Three Languages, One Weekend: Building BASIC, Forth, and Scheme Interpreters in Rust
Implementing three classic programming language interpreters in Rust, compiled to WebAssembly. BASIC for nostalgia, Forth for stack machines, Scheme for elegance—and what I learned along the way.
Three Languages, One Weekend: Building BASIC, Forth, and Scheme Interpreters in Rust
The title is a bit of a lie. It was more like three weekends, spread across several months, with plenty of “just one more feature” detours that turned into multi-day rabbit holes. But the spirit is accurate: I set out to build three fundamentally different language interpreters in Rust, compile them to WebAssembly, and run them in a browser as part of the emulator.ca BBS simulation.
The result is that you can now dial 555-0300 to get a BASIC prompt, 555-0400 for Forth, and eventually a Scheme REPL when I settle on a phone number. (I’m thinking 555-5353 for LISP on a phone keypad, but that feels too clever by half.)
Why three languages? Because each one represents a fundamentally different approach to programming:
- BASIC: The language of my childhood, of PEEK and POKE and GOTO. The language that taught a generation to program by being forgiving of mistakes and immediate in feedback.
- Forth: The language of stacks and concatenation, where programs are built by composing tiny words into larger ones. Minimal, powerful, and deeply satisfying once it clicks.
- Scheme: The language of elegance, where everything is an expression and functions are first-class citizens. The lambda calculus made practical.

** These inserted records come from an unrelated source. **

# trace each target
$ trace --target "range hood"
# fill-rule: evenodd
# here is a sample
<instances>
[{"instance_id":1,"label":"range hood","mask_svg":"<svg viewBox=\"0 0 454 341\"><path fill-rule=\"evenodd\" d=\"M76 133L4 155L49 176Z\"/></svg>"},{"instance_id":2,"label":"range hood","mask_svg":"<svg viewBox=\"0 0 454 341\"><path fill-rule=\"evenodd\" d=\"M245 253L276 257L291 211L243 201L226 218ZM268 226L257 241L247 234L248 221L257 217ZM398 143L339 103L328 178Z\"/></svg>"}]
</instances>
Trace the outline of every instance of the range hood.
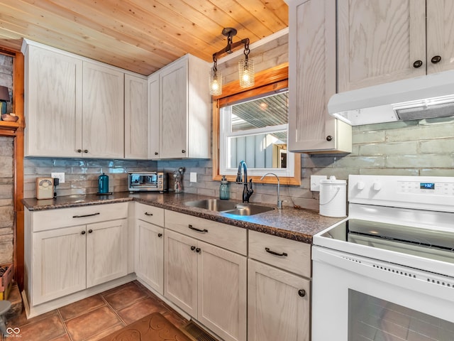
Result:
<instances>
[{"instance_id":1,"label":"range hood","mask_svg":"<svg viewBox=\"0 0 454 341\"><path fill-rule=\"evenodd\" d=\"M336 94L328 112L352 126L454 116L454 70Z\"/></svg>"}]
</instances>

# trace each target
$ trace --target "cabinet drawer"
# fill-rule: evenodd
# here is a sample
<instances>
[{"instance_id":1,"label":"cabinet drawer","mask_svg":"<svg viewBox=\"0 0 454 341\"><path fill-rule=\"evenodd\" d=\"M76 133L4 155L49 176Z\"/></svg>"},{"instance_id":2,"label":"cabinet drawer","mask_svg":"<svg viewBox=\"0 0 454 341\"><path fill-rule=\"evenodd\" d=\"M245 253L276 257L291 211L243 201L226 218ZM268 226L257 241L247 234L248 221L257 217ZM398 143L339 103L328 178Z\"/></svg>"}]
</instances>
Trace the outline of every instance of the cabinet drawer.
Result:
<instances>
[{"instance_id":1,"label":"cabinet drawer","mask_svg":"<svg viewBox=\"0 0 454 341\"><path fill-rule=\"evenodd\" d=\"M311 277L311 245L309 244L249 231L249 257Z\"/></svg>"},{"instance_id":2,"label":"cabinet drawer","mask_svg":"<svg viewBox=\"0 0 454 341\"><path fill-rule=\"evenodd\" d=\"M165 211L165 217L167 229L240 254L247 254L245 229L167 210Z\"/></svg>"},{"instance_id":3,"label":"cabinet drawer","mask_svg":"<svg viewBox=\"0 0 454 341\"><path fill-rule=\"evenodd\" d=\"M135 218L157 226L164 226L164 209L135 202Z\"/></svg>"},{"instance_id":4,"label":"cabinet drawer","mask_svg":"<svg viewBox=\"0 0 454 341\"><path fill-rule=\"evenodd\" d=\"M34 211L33 232L83 225L128 217L128 202Z\"/></svg>"}]
</instances>

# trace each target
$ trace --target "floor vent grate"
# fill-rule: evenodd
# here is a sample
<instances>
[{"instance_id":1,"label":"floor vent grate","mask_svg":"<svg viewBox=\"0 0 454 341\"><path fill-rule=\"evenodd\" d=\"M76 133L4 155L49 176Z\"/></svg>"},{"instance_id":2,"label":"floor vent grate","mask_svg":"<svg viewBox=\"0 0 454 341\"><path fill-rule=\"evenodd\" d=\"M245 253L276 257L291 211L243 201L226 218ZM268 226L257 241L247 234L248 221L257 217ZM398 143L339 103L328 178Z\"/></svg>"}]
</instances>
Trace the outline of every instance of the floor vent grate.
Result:
<instances>
[{"instance_id":1,"label":"floor vent grate","mask_svg":"<svg viewBox=\"0 0 454 341\"><path fill-rule=\"evenodd\" d=\"M197 341L218 341L192 321L189 321L183 329Z\"/></svg>"}]
</instances>

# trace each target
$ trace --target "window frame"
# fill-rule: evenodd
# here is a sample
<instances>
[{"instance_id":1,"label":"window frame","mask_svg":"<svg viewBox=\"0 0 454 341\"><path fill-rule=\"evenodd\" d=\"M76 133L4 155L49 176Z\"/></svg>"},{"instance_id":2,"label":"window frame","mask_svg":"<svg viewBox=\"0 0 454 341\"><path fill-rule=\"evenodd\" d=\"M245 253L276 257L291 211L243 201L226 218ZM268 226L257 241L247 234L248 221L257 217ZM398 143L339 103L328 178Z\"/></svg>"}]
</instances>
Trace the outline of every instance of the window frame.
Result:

Building all three in the same codebase taught me more about language design than any book could. Let me show you what I mean.
The Shared Infrastructure
Before diving into each language, I should explain the architecture that makes all of this possible. Each interpreter follows the same pattern:
- A Rust crate in
languages/{language}/that implements the interpreter - WASM compilation via
wasm-pack - A Web Worker that loads the WASM module and handles I/O
- A TypeScript backend class that routes modem traffic to the worker
The WorkerBasedInterpreterBackend class is the glue:
// worker-based-interpreter-backend.ts
export abstract class WorkerBasedInterpreterBackend extends BackendInterface {
protected worker: Worker | null = null;
protected workerReady: boolean = false;
protected abstract getWorkerPath(): string;
protected abstract onWorkerReady(): void;
async initWorker(): Promise<void> {
if (this.workerReady) return;
return new Promise<void>((resolve, reject) => {
const workerPath = this.getWorkerPath();
const workerUrl = new URL(workerPath, import.meta.url);
this.worker = new Worker(workerUrl, { type: 'module' });
this.workerReadyResolve = resolve;
this.worker.addEventListener('message', (event) => {
this.handleWorkerMessage(event.data);
});
});
}
}
Each language backend just extends this and provides its worker path. The BASIC interpreter at 555-0300 uses interpreter.worker.ts; Forth at 555-0400 uses forth.worker.ts. The worker handles the WASM lifecycle—loading the module, passing characters in, collecting output—while the backend handles modem signals like DTR and CTS.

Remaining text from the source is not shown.